La politica sulla privacy di NetEase che si applica a Once Human include una sezione intitolata “Informazioni personali che raccogliamo”. All’interno di questa sezione, l’editore del gioco fornisce un elenco di “informazioni personali ricevute da te [utenti di prodotti e servizi NetEase]”. Questo elenco identifica “il documento di identità rilasciato dal governo, come le informazioni sul passaporto, come richiesto dalle leggi applicabili per la verifica dell’età e la correzione delle informazioni personali”, come alcune delle informazioni che NetEase raccoglie dagli utenti. La politica sulla privacy e questa dichiarazione di non responsabilità appaiono anche all’apertura del gioco di sopravvivenza.

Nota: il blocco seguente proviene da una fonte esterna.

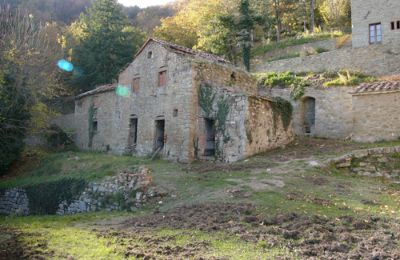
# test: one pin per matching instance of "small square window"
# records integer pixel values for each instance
(375, 33)
(162, 78)
(95, 126)
(136, 85)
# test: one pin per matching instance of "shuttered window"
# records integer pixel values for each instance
(162, 78)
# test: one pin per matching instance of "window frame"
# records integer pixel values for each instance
(162, 77)
(375, 36)
(135, 88)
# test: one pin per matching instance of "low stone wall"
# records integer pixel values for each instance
(375, 162)
(125, 191)
(327, 45)
(374, 60)
(14, 202)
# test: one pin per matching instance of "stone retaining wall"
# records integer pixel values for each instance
(376, 162)
(125, 191)
(326, 45)
(374, 59)
(14, 202)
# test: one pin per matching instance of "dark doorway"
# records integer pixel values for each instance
(132, 139)
(160, 132)
(309, 114)
(209, 149)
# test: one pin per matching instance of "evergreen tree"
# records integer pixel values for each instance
(106, 43)
(246, 25)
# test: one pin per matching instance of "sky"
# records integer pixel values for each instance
(143, 3)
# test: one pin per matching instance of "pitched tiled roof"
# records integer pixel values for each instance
(184, 50)
(99, 89)
(385, 86)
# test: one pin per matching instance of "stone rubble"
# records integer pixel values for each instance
(125, 191)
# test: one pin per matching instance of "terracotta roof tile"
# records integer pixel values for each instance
(99, 89)
(186, 51)
(385, 86)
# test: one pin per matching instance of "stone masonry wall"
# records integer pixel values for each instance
(125, 191)
(149, 103)
(104, 137)
(376, 117)
(374, 60)
(264, 130)
(376, 162)
(327, 45)
(333, 110)
(171, 102)
(14, 202)
(366, 12)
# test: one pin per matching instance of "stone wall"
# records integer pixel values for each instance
(375, 162)
(147, 104)
(236, 89)
(374, 60)
(265, 128)
(333, 110)
(376, 116)
(327, 45)
(366, 12)
(125, 191)
(14, 202)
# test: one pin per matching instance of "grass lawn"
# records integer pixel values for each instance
(276, 185)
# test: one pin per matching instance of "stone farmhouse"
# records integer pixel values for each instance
(183, 105)
(367, 113)
(375, 22)
(374, 48)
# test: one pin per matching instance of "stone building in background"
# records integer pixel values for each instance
(375, 22)
(183, 105)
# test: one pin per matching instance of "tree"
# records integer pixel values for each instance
(28, 53)
(246, 25)
(101, 43)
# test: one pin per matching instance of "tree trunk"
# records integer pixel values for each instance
(312, 11)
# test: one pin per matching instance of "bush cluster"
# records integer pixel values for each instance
(44, 198)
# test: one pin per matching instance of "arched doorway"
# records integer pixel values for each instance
(308, 115)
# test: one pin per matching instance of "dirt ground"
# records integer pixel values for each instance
(301, 148)
(311, 237)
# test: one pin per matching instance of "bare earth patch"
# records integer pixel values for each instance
(312, 237)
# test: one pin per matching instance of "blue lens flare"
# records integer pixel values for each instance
(65, 65)
(123, 91)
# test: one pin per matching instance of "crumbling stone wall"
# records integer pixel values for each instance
(326, 45)
(376, 116)
(333, 110)
(14, 202)
(239, 121)
(375, 60)
(366, 12)
(375, 162)
(265, 127)
(103, 138)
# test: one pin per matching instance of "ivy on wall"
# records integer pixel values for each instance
(206, 99)
(90, 122)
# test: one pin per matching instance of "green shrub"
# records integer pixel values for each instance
(349, 78)
(44, 198)
(286, 79)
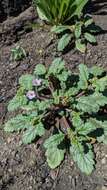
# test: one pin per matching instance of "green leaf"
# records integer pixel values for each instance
(89, 37)
(76, 120)
(64, 41)
(90, 126)
(41, 15)
(54, 140)
(57, 66)
(84, 160)
(100, 84)
(80, 46)
(17, 102)
(59, 29)
(78, 30)
(31, 133)
(88, 22)
(40, 69)
(54, 156)
(17, 123)
(83, 77)
(80, 5)
(25, 81)
(103, 137)
(92, 103)
(96, 71)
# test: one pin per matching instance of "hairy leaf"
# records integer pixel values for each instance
(54, 156)
(59, 29)
(84, 160)
(31, 133)
(92, 103)
(17, 123)
(17, 102)
(54, 140)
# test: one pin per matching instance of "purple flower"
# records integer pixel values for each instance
(31, 94)
(37, 82)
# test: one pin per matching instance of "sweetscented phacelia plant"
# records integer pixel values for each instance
(69, 105)
(18, 53)
(68, 22)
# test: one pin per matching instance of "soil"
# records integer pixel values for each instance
(24, 167)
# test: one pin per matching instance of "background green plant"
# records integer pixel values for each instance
(68, 21)
(71, 106)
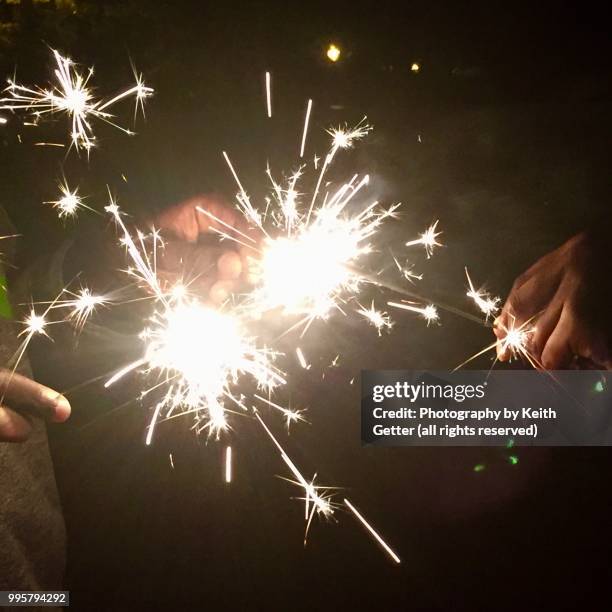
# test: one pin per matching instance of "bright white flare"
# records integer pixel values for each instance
(71, 95)
(196, 352)
(428, 239)
(379, 319)
(487, 304)
(428, 312)
(69, 203)
(306, 261)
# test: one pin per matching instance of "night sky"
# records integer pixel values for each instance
(502, 134)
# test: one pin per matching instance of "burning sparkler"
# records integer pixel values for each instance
(487, 304)
(197, 353)
(428, 239)
(69, 202)
(71, 95)
(428, 312)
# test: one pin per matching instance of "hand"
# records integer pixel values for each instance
(21, 397)
(567, 296)
(215, 270)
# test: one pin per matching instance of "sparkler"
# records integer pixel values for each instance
(487, 304)
(69, 202)
(196, 352)
(428, 312)
(380, 320)
(71, 95)
(428, 239)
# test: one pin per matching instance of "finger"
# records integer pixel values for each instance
(557, 353)
(180, 220)
(14, 427)
(21, 392)
(544, 327)
(218, 217)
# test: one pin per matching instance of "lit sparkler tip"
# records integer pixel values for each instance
(69, 202)
(71, 95)
(428, 239)
(379, 319)
(344, 138)
(34, 324)
(487, 304)
(428, 312)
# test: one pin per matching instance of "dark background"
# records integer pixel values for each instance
(512, 109)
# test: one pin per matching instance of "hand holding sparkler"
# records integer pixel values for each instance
(567, 295)
(213, 270)
(21, 397)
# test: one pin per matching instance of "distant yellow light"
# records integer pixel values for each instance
(333, 53)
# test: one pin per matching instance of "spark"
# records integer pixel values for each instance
(302, 359)
(305, 132)
(407, 271)
(488, 305)
(71, 94)
(379, 319)
(371, 529)
(428, 239)
(291, 416)
(318, 499)
(333, 53)
(228, 464)
(514, 343)
(69, 202)
(428, 312)
(196, 353)
(34, 324)
(83, 305)
(269, 94)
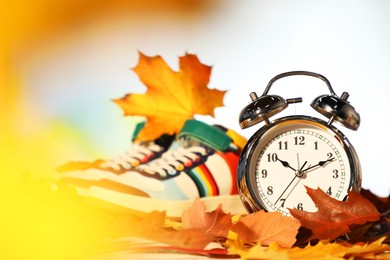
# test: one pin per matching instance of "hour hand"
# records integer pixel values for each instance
(286, 164)
(320, 164)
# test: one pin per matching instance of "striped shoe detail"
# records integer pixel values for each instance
(204, 181)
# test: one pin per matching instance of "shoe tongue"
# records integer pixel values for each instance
(196, 133)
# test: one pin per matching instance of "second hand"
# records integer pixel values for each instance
(297, 174)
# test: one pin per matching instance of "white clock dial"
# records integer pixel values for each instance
(296, 154)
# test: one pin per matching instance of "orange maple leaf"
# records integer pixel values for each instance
(172, 97)
(267, 227)
(216, 222)
(334, 217)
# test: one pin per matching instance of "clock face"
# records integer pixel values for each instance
(294, 154)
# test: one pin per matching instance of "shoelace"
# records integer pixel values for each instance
(136, 154)
(174, 161)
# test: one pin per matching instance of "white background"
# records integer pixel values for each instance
(73, 77)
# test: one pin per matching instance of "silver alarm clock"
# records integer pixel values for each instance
(292, 152)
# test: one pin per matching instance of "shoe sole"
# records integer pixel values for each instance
(127, 203)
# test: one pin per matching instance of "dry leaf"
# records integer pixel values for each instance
(267, 227)
(334, 217)
(381, 203)
(321, 250)
(216, 222)
(171, 97)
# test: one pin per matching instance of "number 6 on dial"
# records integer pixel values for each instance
(292, 152)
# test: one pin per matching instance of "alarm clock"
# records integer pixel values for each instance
(290, 153)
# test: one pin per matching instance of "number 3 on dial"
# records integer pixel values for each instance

In seguito alle preoccupazioni dei giocatori, NetEase e lo sviluppatore di Once Human, Starry Studio, hanno pubblicato una dichiarazione che spiega ulteriormente la politica relativa alle informazioni provenienti da documenti di identità rilasciati dal governo, così come gli account sui social media degli utenti e altri dettagli personali.

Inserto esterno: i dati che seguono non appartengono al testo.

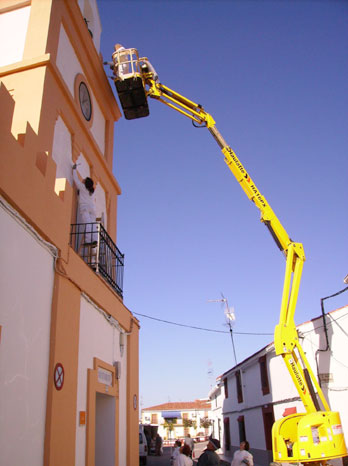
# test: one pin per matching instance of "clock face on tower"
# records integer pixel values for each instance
(85, 101)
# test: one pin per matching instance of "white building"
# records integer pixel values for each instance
(259, 390)
(175, 420)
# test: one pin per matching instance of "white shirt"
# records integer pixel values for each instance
(241, 455)
(183, 460)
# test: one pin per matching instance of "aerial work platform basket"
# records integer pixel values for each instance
(130, 86)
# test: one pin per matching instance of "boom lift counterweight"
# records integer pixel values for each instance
(314, 436)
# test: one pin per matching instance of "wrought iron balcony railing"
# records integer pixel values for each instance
(94, 245)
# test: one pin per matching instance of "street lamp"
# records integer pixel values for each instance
(230, 318)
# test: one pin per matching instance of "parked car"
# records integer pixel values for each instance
(142, 446)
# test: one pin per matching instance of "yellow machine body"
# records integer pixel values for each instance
(308, 437)
(304, 437)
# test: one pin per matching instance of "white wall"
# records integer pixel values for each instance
(26, 286)
(101, 340)
(89, 10)
(69, 66)
(13, 31)
(62, 150)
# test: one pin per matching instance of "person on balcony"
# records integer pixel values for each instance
(87, 211)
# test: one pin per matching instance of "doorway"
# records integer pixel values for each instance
(104, 430)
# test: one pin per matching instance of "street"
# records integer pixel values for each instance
(164, 460)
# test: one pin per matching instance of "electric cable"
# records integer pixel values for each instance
(198, 328)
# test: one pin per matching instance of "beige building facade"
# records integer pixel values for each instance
(69, 346)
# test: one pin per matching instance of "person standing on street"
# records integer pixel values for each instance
(189, 441)
(210, 457)
(158, 445)
(176, 452)
(242, 457)
(184, 458)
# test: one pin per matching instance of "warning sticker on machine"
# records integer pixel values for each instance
(337, 429)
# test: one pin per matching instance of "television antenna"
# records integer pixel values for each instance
(230, 319)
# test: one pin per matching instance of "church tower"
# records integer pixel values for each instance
(68, 345)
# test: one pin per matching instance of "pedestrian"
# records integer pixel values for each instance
(176, 452)
(242, 456)
(87, 212)
(158, 445)
(209, 457)
(184, 457)
(190, 442)
(148, 441)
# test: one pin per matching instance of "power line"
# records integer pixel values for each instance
(197, 328)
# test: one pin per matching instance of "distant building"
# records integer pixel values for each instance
(177, 419)
(249, 397)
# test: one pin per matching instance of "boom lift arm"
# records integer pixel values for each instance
(314, 436)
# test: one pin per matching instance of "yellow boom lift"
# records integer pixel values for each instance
(313, 436)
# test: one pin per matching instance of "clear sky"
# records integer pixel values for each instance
(273, 74)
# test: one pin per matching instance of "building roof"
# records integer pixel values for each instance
(271, 345)
(199, 405)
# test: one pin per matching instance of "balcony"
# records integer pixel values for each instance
(96, 248)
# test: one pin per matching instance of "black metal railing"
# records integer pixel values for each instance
(94, 245)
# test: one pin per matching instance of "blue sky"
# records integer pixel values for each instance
(273, 74)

“NetEase considera seriamente la privacy dei dati dei nostri utenti e aderisce ai principi di privacy dei dati come la minimizzazione dei dati, la limitazione della finalità e la trasparenza”, afferma l’azienda. “Ad esempio, raccogliamo i documenti di identità rilasciati dal governo solo per i seguenti motivi: quando le leggi locali ce lo richiedono (come per una promozione specifica), quando l’identità del genitore di un utente deve essere verificata per ottenere il consenso per il proprio figlio (se richiesto dalle leggi applicabili sulla protezione dei minori), o quando l’utente desidera correggere le proprie informazioni sull’età (ancora una volta, se tale verifica è richiesta dalla legge). In ogni caso, le informazioni sull’ID vengono eliminate immediatamente dopo che abbiamo soddisfatto lo scopo per cui le informazioni sull’ID sono state raccolte in primo luogo.
“Allo stesso modo, potremmo chiedere ai nostri utenti informazioni aggiuntive come nomi utente, nomi e indirizzi degli account sui social media nei sondaggi sugli utenti a cui gli utenti partecipano volontariamente. Gli utenti sono liberi di fornire tutte o solo alcune informazioni in questi sondaggi sugli utenti [come desiderano], se scelgono di rispondere al sondaggio”.
Le politiche sulla privacy di altri sviluppatori ed editori, in alcuni casi, tengono conto della raccolta di dati provenienti da documenti di identità rilasciati dal governo. La politica sulla privacy per Diablo 4, Overwatch 2 e World of Warcraft creator Blizzard, ad esempio, afferma che “in alcuni casi molto rari, specifici e limitati, potremmo [Blizzard] chiederti di fornire una copia parzialmente oscurata di un documento o documento di identità rilasciato dal governo per verificare la tua identità, la tua posizione e/o la proprietà dell’account per adempiere ai nostri obblighi legali”.
Allo stesso modo, la politica sulla privacy per ZeniMax Media, società madre di Skyrim e Starfield creator Bethesda, delinea che “in circostanze limitate, potremmo [ZeniMax Media] raccogliere: numero di previdenza sociale, patente di guida, geolocalizzazione precisa e informazioni personali raccolte e analizzate riguardanti la salute di un consumatore”.